Aunque dicen no meterse en política y en religión, los masones no han hecho otra cosa desde el siglo XVIII. Se han metido en política para activar procesos revolucionarios y secesionistas.

Y se han metido contra la religión, para perseguir al catolicismo -y a los católicos-. Incluso físicamente: ahí están los 2.500 sacerdotes y religiosos asesinados en el debe de Lluis Companys, que proclamó el Estat Catalá, en 1934, el modelo de Puigdemont, el ícono de la Declaración de Independencia.

Los masones han apoyado la independencia catalana, como apoyaron la independencia de las provincias española de América Latina a principios del siglo XIX.

La independencia de la Corona española en el Nuevo Mundo hubiera sido impensable sin la masonería.

A ejemplo de George Washington, los también masones Bolívar y San Martín hicieron lo propio en Venezuela-Colombia y Argentina-Chile respectivamente. Y esa influencia, incubada en el Cádiz de 1812, se propagó posteriormente en la política española.

Singularmente Cataluña se convirtió, ya en el siglo XIX, en un foco de políticos masones –con personajes tan relevantes como el general Juan Prim-.

En la Barcelona del primer tercio del siglo XX, los masones copan las formaciones socialistas, anarquistas y de ERC (Esquerra Republicana).

Esta última se fraguó en las logias barcelonesas. Resulta significativo que el logo del partido fuera un triángulo (masónico) que contenía las cuatro barras de la bandera catalana.

No por casualidad, masones fueron los principales dirigentes de ERC, empezando por su precursor, el abogado de familia con posibles Francesc Layret, y posteriormente los dos políticos más emblemáticos de Esquerra: Macià y Companys.

Durante la II República, catorce consejeros de los distintos gobiernos de la llamada Cataluña autónoma eran masones, y singularmente los que proclaman el Estat catalá, primero Francesc Maciá (1859-1933); y después Lluis Companys (1882-1940).

Este último fue iniciado en la logia Lealtad número 6 en 1922. En 1929 recibió el grado 2º -aunque no se conoce su nombre simbólico-.

Companys proclamó el Estat catalá, el 6 de octubre de 1934 –y un 6 de octubre era la fecha simbólica que barajaron inicialmente los golpistas para declarar la independencia-.

Y es el ícono de Puigdemont, Junqueras y los golpistas, al que citan constantemente.  El gran mártir del independentismo, condenado a muerte por un consejo de guerra franquista en 1940.

Aunque Companys fuera, a su vez, un mártir un tanto sanguinario. En coalición con con las fuerzas anarquistas inició una persecución religiosa en Cataluña que se saldó con el asesinato de 2.500 sacerdotes y religiosos.
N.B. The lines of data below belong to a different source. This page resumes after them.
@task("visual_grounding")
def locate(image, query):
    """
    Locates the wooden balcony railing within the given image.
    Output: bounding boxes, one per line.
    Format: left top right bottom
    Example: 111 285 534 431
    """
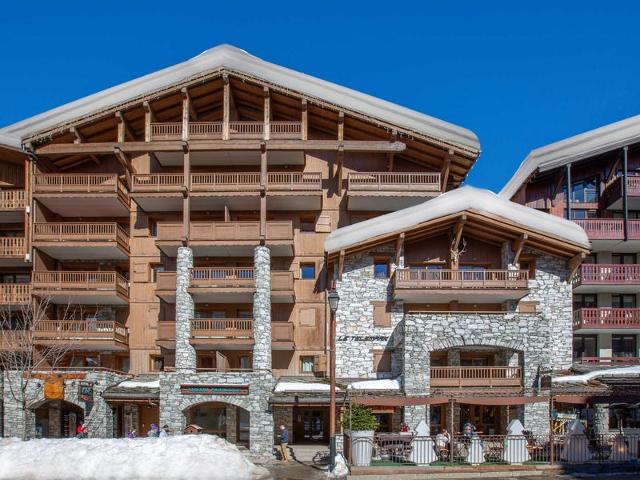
33 222 129 250
0 237 27 257
573 263 640 286
191 318 253 338
430 367 522 388
347 172 441 192
271 322 293 342
0 190 26 210
191 172 260 192
33 320 128 344
190 267 255 288
395 268 529 289
131 173 184 193
0 283 31 305
573 308 640 329
33 271 129 296
578 357 640 366
267 172 322 191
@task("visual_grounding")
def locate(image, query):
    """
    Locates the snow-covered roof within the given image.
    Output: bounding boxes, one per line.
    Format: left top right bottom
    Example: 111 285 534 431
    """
324 186 590 253
500 115 640 198
0 45 480 151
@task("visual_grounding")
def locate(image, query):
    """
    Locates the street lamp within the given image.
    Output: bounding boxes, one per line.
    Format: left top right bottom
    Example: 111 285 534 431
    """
327 290 340 471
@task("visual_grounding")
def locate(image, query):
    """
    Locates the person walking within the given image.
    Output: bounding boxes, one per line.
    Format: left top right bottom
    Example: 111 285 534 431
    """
278 425 289 463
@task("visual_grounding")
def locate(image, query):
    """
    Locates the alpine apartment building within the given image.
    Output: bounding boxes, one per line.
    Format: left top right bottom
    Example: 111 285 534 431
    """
0 45 592 453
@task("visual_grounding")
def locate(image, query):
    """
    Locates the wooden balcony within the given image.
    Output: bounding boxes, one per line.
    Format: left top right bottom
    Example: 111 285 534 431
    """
0 237 27 267
394 268 529 303
347 172 442 211
0 190 27 223
0 283 31 306
156 220 293 257
156 267 295 303
573 263 640 293
33 222 129 260
271 322 294 350
573 308 640 331
430 367 522 388
603 175 640 210
33 320 129 351
190 318 254 350
33 271 129 305
33 173 129 217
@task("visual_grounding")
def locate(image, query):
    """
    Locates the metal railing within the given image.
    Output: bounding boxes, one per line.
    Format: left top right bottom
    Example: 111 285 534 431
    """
430 366 522 387
395 268 529 289
573 263 640 285
33 271 129 296
191 318 253 338
0 237 27 257
0 190 26 210
573 308 640 329
33 222 129 250
347 172 441 192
Posteriormente, los masones, perseguidos durante el régimen de Franco (que puso en marcha el Tribunal de Represión de la Masonería) han apostado por el nacionalismo y muchos de ellos lo han hecho abiertamente por el secesionismo de Cataluña.
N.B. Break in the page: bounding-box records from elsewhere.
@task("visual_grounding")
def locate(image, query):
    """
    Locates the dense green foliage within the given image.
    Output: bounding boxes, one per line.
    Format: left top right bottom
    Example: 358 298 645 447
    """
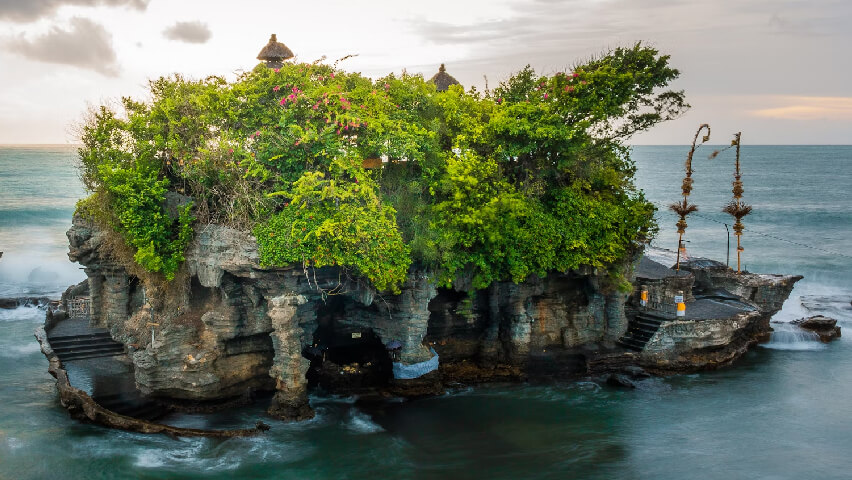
80 45 687 291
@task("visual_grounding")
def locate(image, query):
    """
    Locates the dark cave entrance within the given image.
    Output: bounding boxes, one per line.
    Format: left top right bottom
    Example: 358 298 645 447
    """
302 296 392 393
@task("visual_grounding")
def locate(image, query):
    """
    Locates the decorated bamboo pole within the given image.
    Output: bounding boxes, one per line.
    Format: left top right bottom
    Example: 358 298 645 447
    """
669 123 710 271
722 132 751 273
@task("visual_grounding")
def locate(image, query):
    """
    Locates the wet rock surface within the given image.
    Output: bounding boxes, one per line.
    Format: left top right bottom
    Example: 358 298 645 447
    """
63 217 797 420
790 315 840 343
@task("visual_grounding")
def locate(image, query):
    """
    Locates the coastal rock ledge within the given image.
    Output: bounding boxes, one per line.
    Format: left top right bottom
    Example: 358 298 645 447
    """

Las logias tienen longa manus especialmente en el Partido Socialista de Cataluña -con su doble juego entre el federalismo y la complicidad con el secesionismo- y en ERC, pero están en representados en casi todos los partidos importantes, como afirma  Javier Barraycoa.

Eso puede explicar por qué la Generalitat ha sido la única institución del Estado español que ha hecho una declaración institucional reconociendo la masonería como colectivo injustamente perseguido con el régimen franquista.

Quien fuera conseller y vicepresidente del Tripartito (2004-2010), José Luis Carod-Rovira (ERC) presentó una iniciativa en el Congreso de los Diputados para pedir que se devuelvan a las logias masónicas los bienes que les incautó el régimen franquista al término de la Guerra Civil.